Blinker_Data Usage



  • Key #1: I found the following file- FILE.DESCRIPTIONS which was distributed with the Blinker_Data, and it explained the Blinker file types. This file explains that some files are used for statistical uses, some are used only for open class words, some are the actual verses that were connected, and finally some have the connections in them.

  • Key #2:The file listed in Key #1 also contained an equation that helped me map the connection files to their respective verses. The equation is based on the connection file names, which are named as follows: samp##.SentPair# (where the ## is a number 1-25, and the # is a number 0-9). The equation given to calculate the verse that is mapped to a connection file is as follows:
    verse_number = ((## - 1) * 10) + (# + 1) [## and # are defined above]

  • Key #3: Each verse file is in the form: EN.sample.## or FR.sample.## (where ## is a number 1-25). Each file has 10 verses in them, which are all separated by a \n character. This, paired with the equation given above helped me map the connection file with the proper verse.

  • Key #4: In the connection files there are 2 columns of numbers. These numbers are indexes for words in the verses, opposite columns are translations of each other. If a word has a null connection, then its partner in the opposite column is a zero. This information helped me use the functions I already had implemented, to make the code simpler, and to transform the Blinker data into my format. There are some small differences, but they are unavoidable, and insignificant.
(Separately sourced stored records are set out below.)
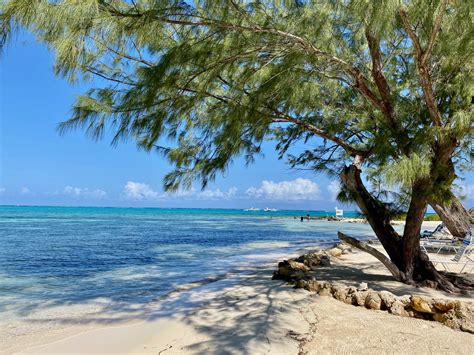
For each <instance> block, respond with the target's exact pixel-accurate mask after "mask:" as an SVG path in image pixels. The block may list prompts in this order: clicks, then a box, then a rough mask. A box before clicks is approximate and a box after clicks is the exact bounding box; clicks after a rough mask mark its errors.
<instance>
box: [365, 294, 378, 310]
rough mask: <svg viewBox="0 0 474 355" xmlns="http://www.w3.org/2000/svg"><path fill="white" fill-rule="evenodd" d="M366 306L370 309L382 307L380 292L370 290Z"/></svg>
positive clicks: (366, 303)
mask: <svg viewBox="0 0 474 355" xmlns="http://www.w3.org/2000/svg"><path fill="white" fill-rule="evenodd" d="M365 307H366V308H369V309H375V310H380V309H381V307H382V299H381V298H380V296H379V294H378V293H377V292H375V291H373V290H369V291H368V293H367V297H366V299H365Z"/></svg>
  • Key #5: The only files needed by my connection tool are the connection files and the verse files. They end in .SentPair# and .sample.## respectively. The other files are used for statistical purposes, and are not necessary for this research project, with the exception of one type. If a file ends in .open, it lists the connections ignoring the closed-class words. This may be beneficial because there will be many repeats of closed class words, and multiple connections may not be necessary.

  • Key #6: The way I chose to implement my connection tool does not match how the Blinker was used. Because of this, I needed to change the Blinker data to my format. This can be done by opening a Blinker connection file (samp##.SentPair#), and my program will find the verses needed for this connection. Then connections can be saved in my format by giving names for the English verse, French verse, and for the connection file (my format). This is necessary because the connections were made one verse at a time, and the verse files given have 10 verses in them. My application does not work with just one verse from a longer file, so I must save the single verse in its own file.